I insisted on a new bumper after someone ran into the wife, a couple of body shops wanted to repair it, I also made it clear I wanted to see the old one too.


----------



## Sicskate (Oct 3, 2012)

Yeah, as above really. 

You might be lucky as Ford might still sell the bumpers already painted.


----------



## GSD (Feb 6, 2011)

Horrid thing to happen but at least they contacted you many would have thought sod it.


----------



## Cookies (Dec 10, 2008)

That's awful, but at least they had the decency to make contact chum. 

I'd definitely want to put it through the insurance. I had to get my bumper repaired recently, and while the repair was fantastic, the hassle of having to do without a car for two days would really make me do it differently in future. 

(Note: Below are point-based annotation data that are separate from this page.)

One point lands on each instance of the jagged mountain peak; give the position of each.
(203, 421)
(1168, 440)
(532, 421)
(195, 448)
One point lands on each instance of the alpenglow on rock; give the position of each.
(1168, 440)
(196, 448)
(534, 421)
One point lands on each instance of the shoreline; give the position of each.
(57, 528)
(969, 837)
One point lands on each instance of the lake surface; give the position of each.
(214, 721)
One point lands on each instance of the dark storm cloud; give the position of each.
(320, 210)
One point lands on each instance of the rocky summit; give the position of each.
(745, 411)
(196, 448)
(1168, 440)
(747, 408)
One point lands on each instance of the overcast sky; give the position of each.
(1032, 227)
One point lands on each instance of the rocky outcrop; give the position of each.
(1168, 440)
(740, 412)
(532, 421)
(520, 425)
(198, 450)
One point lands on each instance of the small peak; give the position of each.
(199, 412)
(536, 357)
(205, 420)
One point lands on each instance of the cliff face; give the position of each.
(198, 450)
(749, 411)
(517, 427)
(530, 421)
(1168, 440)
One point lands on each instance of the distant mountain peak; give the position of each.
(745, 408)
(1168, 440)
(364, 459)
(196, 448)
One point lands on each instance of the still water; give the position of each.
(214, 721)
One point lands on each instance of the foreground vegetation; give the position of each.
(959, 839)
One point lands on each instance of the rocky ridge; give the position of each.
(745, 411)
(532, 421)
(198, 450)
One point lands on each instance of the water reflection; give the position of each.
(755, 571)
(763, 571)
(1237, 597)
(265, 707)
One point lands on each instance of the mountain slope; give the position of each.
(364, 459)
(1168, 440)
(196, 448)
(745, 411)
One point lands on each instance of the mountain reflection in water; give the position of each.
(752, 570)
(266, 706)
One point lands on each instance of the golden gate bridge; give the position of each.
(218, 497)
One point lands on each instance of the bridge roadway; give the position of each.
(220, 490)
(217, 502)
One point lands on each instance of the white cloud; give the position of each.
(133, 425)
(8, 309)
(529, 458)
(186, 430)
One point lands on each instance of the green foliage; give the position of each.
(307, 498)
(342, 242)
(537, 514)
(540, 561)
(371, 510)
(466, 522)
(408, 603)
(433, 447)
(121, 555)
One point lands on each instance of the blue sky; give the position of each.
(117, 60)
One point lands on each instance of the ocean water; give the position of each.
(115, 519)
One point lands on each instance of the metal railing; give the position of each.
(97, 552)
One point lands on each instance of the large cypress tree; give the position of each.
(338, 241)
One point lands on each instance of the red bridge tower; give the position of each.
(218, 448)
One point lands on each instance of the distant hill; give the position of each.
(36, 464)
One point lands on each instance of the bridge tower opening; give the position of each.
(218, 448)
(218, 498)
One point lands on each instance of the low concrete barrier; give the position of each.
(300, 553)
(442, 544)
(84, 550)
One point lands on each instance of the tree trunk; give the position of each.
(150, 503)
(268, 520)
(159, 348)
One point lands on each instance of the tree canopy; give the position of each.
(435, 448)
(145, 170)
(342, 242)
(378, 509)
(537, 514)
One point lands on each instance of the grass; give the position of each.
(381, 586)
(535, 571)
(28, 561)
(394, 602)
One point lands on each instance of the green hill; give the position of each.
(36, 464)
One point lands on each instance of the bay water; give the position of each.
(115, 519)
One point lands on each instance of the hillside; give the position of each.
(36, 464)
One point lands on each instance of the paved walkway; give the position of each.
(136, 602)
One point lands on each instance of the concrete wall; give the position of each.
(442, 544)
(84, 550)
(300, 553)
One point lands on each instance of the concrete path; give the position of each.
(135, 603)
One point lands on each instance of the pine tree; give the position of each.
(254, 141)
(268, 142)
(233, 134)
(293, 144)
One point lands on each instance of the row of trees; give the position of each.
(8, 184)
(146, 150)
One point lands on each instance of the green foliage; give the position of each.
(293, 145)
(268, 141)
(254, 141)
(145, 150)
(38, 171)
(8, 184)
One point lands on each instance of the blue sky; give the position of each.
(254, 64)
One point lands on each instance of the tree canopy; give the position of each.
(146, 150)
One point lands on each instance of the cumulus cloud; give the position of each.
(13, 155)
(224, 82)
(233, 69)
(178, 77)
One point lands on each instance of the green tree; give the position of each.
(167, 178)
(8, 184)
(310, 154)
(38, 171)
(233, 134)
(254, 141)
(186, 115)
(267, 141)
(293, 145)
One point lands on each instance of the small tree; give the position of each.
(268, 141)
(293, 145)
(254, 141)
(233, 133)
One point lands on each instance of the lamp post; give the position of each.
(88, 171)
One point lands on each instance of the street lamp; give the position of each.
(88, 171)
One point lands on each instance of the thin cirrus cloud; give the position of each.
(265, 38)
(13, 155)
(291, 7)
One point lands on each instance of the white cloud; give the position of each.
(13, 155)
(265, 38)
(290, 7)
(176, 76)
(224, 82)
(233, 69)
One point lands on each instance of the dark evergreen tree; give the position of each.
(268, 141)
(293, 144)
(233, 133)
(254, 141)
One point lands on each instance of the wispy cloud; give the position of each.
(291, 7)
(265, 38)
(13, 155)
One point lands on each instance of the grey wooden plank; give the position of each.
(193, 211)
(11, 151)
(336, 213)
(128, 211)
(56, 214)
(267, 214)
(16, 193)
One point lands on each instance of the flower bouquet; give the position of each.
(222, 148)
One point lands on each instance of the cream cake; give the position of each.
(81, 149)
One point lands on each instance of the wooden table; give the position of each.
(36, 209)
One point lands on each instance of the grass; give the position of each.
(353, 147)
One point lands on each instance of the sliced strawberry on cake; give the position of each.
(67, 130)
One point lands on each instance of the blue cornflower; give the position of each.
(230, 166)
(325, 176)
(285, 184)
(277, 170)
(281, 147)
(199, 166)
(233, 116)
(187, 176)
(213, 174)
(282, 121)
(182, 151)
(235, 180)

Good luck with the repair. Keep us posted. 

Cooks

Sent from my D6603 using Tapatalk


----------



## Blueberry (Aug 10, 2007)

The thing is if you go through your insurance, even if it is not your fault, you will find that your premium will go up come renewal time and it will be on your insurance record.


----------



## Actrosman (Oct 23, 2013)

I've been told that bumpers do come pre sprayed and have also learnt that hubby is a van driver and has never worked in any type off body shop.....unfortunately for them, our neighbour is good friends with them (they don't know that we're good friends with the neighbour!) and that she has just only just started driving again to regain her confidence! Insurance company called today and said she has admitted liability so I'm hoping (and won't be happy if my premiums go up) for a quick result.....I know it's only a car and things will be sorted but it looks more of a mess than it does in the pictures and spent the day gardening instead of cleaning either car....and I just get the feeling people saying 'he's backed into summat'! How attached can someone get to a piece of bloody machinery ffs!!

To add, I'd just blown 80 sheets on some more cleaning stuff! On the bright side, when I do clean it, I won't need to use as much lotion & potion!


----------



## Alfa male (Jun 16, 2009)

This is most annoying, and yes as above your insurance premium will go up now as a result of this no fault claim. 

Too late now but I would've got them to cough up for a new prepainted bumper and kept it well away from the insurers. 

Good luck with it all and at least they owned up. Must wouldn't have said anything !


----------



## Actrosman (Oct 23, 2013)

I'm not claiming on my insurance, theirs is paying out and I've got claims protection so I'm hoping I'll be ok.....if it does go up, they can do one! 


Part time Car Valeter


----------



## Blueberry (Aug 10, 2007)

Actrosman said:


> I'm not claiming on my insurance, theirs is paying out and I've got claims protection so I'm hoping I'll be ok.....if it does do up, they can do one!
> 
> Part time Car Valeter


It doesn't matter that you are not claiming in your insurance. Your insurance company now know you have been involved in an incident so it will be recorded. Even with ncd it will affect your premium. Thy have us by the short and curly's !


----------



## waqasr (Oct 22, 2011)

Mate I do feel for you, that feeling when you come out to your car to find it damaged .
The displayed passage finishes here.